U.S. stocks end lower as tech weighs on S&P 500 ahead of Fed meeting

U.S. stocks end lower as tech weighs on S&P 500 ahead of Fed meeting

Dow books third straight weekly decline

How stock indexes traded

  • The Dow Jones Industrial Average DJIA fell 190.89 points, or 0.5%, to close at 38,714.77.
  • The S&P 500 SPX fell 33.39 points, or 0.6%, to finish at 5,117.09.
  • The Nasdaq Composite COMP dropped 155.36 points, or 1%, to end at 15,973.17.

For the week, the Dow slipped less than 0.1%, the S&P 500 shed 0.1% and the tech-heavy Nasdaq fell 0.7%. The Dow fell for a third straight week, while the S&P 500 and Nasdaq each booked back-to-back weekly losses.

What drove markets

U.S. stocks ended lower Friday, as the S&P 500’s information-technology sector fell sharply to book a weekly loss.

The market’s fuel from the rise in shares of the megacap companies known as “Big Tech” has started to fade in recent months, said Anthony Saglimbene, chief market strategist at Ameriprise, in a phone interview Friday.

The S&P 500’s decline on Friday left it down 0.1% for the week. The index’s biggest sector, technology, booked a weekly decline of 0.4%.

Some investors are worried that stickier inflation may be a headwind for potential interest-rate cuts from the Federal Reserve, which next week will release projections for possible rate decreases in 2024 after concluding its two-day policy meeting on March 20, said Saglimbene.

After readings earlier this week of both the consumer-price index and producer-price index, there’s “some doubt sown in investors’ minds” that inflation is coming down enough for the Fed to start lowering rates at the pace the market anticipates, he noted.

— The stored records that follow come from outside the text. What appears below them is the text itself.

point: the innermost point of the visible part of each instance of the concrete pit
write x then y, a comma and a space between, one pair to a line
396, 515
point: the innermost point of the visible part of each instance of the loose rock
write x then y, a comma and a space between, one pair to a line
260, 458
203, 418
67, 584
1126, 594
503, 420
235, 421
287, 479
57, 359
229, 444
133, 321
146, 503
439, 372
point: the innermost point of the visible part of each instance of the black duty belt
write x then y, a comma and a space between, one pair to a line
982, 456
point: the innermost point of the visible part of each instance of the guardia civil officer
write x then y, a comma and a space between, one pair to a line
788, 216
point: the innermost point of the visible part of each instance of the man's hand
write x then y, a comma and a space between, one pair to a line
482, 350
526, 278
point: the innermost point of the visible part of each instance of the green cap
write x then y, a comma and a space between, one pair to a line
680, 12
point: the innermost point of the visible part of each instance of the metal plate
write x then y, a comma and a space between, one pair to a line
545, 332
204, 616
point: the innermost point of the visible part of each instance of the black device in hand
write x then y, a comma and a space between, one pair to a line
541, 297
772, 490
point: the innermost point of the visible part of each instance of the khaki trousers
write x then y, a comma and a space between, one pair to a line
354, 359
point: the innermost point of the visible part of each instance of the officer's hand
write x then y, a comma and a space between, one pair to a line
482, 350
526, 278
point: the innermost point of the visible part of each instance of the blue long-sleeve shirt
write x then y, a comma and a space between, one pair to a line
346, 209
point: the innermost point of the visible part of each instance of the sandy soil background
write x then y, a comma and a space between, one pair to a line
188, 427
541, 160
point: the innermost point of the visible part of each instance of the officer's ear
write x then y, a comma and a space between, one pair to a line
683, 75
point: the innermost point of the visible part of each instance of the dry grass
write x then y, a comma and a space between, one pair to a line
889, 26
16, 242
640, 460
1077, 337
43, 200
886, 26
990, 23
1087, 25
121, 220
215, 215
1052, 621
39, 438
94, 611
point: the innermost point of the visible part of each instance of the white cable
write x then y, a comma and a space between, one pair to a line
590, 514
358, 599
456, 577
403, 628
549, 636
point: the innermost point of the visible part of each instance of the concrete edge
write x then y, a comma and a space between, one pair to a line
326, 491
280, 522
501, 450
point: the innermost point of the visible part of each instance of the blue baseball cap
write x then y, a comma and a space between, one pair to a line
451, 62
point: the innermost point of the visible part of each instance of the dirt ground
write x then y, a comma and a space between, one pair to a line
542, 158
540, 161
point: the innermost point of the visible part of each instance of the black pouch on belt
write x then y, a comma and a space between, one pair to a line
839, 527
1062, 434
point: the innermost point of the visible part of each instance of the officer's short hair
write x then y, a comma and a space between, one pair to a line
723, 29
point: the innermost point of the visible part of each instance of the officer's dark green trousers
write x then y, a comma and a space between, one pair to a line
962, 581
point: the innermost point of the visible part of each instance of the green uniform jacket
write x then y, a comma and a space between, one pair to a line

Traders in the federal-funds futures market are expecting that the Fed will hold its benchmark rate steady at its policy meeting next week and again in May — with a 55.5% chance for a quarter-percentage-point cut in June to a target range of 5% to 5.25%, according to the CME FedWatch Tool, at last check.

Sinead Colton Grant, chief investment officer at BNY Mellon Wealth Management, said in a phone interview that she’s still expecting three rate cuts by the Fed this year.

“We expected that inflation would be stickier on the way down,” Grant said Friday. “If it gets pushed out a little bit from June to July, the key for us is that you would still expect three rate cuts,” she said.

Meanwhile, several Big Tech stocks — a group of megacap companies that span the tech, communication-services and consumer-discretionary sectors — fell Friday. Shares of Microsoft Corp. MSFT, -2.07%, Amazon.com Inc. AMZN, -2.42%, Google parent Alphabet Inc. GOOGL, -1.34% GOOG, -1.50%, Facebook parent Meta Platforms Inc. META, -1.57% and Apple Inc. AAPL, -0.22% all slid.

The S&P 500’s tech, communication-services and consumer-discretionary sectors each closed sharply lower, down more than 1% in Friday’s session.

In economic data released on Friday, the New York Fed’s Empire State business-conditions index, a gauge of manufacturing activity in the state, fell 18.5 points in March, to negative 20.9.

“Manufacturing activity has been in a slump,” said Saglimbene.

In other economic news Friday, U.S. industrial output inched higher in February following a decline in January, while a reading from a closely watched survey of consumer sentiment fell slightly in early March from a 32-month high.

Companies in focus

  • Adobe Inc. ADBE, -13.67% shares sank 13.7% after the company posted its quarterly results.
  • The latest quarterly rebalancing of the S&P 500 will take effect Monday — meaning Friday was the last session for index-fund managers to add shares of Super Micro Computer Inc. SMCI, -5.42% and Deckers Outdoor Corp. DECK, -2.49% and sell shares of Whirlpool Corp. WHR, -0.53% and Zions Bancorp ZION, -0.03%.